Lecturer for this course: Kevin Coulembier.

For general information on honours in the School of Mathematics and Statistics, refer to the relevant honours handbook.

## Organisational Matters

**Office:** Carslaw 632

**Email:** kevin.coulembier@sydney.edu.au

**Timetable for Lectures:** *Monday 9am - 10pm* and *Wednesday 10am - 11pm* in Room **830**.

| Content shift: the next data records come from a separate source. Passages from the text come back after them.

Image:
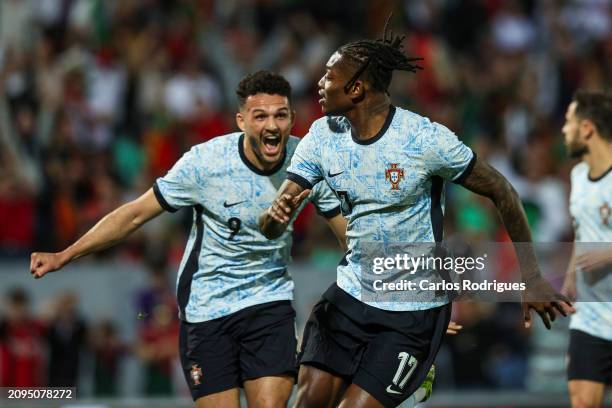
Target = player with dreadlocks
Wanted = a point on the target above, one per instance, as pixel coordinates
(387, 166)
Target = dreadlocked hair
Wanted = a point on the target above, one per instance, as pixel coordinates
(379, 58)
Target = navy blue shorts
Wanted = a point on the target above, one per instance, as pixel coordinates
(386, 353)
(255, 342)
(589, 358)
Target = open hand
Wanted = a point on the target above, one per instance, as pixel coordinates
(540, 296)
(41, 263)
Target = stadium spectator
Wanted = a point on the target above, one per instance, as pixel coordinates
(22, 347)
(66, 340)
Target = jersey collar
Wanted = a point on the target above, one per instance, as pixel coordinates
(250, 165)
(380, 133)
(600, 177)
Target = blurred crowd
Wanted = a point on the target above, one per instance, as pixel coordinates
(59, 347)
(98, 98)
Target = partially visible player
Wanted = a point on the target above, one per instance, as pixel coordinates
(387, 165)
(588, 136)
(233, 288)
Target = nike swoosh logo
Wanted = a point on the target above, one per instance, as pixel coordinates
(392, 391)
(226, 205)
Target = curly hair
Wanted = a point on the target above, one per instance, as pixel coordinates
(597, 107)
(262, 82)
(378, 59)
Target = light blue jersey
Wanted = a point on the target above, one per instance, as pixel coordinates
(390, 186)
(591, 209)
(228, 264)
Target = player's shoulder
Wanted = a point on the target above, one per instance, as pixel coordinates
(579, 172)
(329, 125)
(216, 146)
(419, 126)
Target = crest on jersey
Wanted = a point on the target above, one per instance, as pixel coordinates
(605, 212)
(195, 374)
(394, 175)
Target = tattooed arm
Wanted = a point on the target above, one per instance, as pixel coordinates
(539, 295)
(274, 221)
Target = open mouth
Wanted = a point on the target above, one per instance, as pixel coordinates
(272, 144)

**Consultation Hours:** Monday 2 - 4pm, or by appointment.

** Exam:**

## Overview

The theory of topology is concerned with the
properties of space that are preserved under continuous deformations (stretching, crumpling and
bending), but not tearing or gluing.

The basic goal of algebraic topology is to find algebraic invariants (groups, rings, algebras, modules) that allow to distinguish between certain topological spaces. We will see the basics of two such
algebraic invariants, namely homotopy groups and homology groups.

- (Weeks 1-2) Chapter 0:
**Introduction.**Motivation for algebraic topology, basic notions of topology and homotopy theory, cell complexes.

- (Weeks 3-7) Chapter 1:
**Fundamental group.**Definition of the fundamental group, invariance under homotopy equivalences, van Kampen's theorem, covering spaces, deck transformations.

- (Weeks 8-12) Chapter 2:
**Homology.**Basic notions of homological algebra, singular homology, relative homology, simplicial homology, cellular homology.

- (Week 13) wrap up

## Lecture Notes

The lecture notes are only meant to accompany the book by Hatcher. The exact course content will consist of everything mentioned in the lecture notes (except the parts marked SI, which consist of supplementary information) and all parts of the book which relate to the notes.

## Exercises

The lecture notes contain a lot of short exercises, meant to test understanding of definitions or to fill in small gaps in the exposition of the theory. The lecture notes of Chapters 1 and 2 also contain lists of recommended exercises in Hatcher's book, for each section. These are more advanced exercises.

## Assessment

1. Two assignments worth 20% each; they will be posted here two weeks before the due date.

- The first assignment is due Wednesday, April 18. Examples of solutions: Example 1, Example 2 and Example 3.

- The second assignment is due Wednesday, May 23. Examples of solutions: Example 1, and for everything except question 2(c) Example 2.

2. The written exam worth 60%, covering the whole content of the course, will take place on Wednesday June 20, 1:20-3:30pm in AGR (Carslaw 829). Eeach student is allowed to use a prepared two-sided page of notes during the exam.

## References

The main reference will be

A. Hatcher. Algebraic topology. Cambridge University Press, Cambridge, 2002. ISBN: 0-521-79160-X

Some errors in the original version have been corrected in the online version.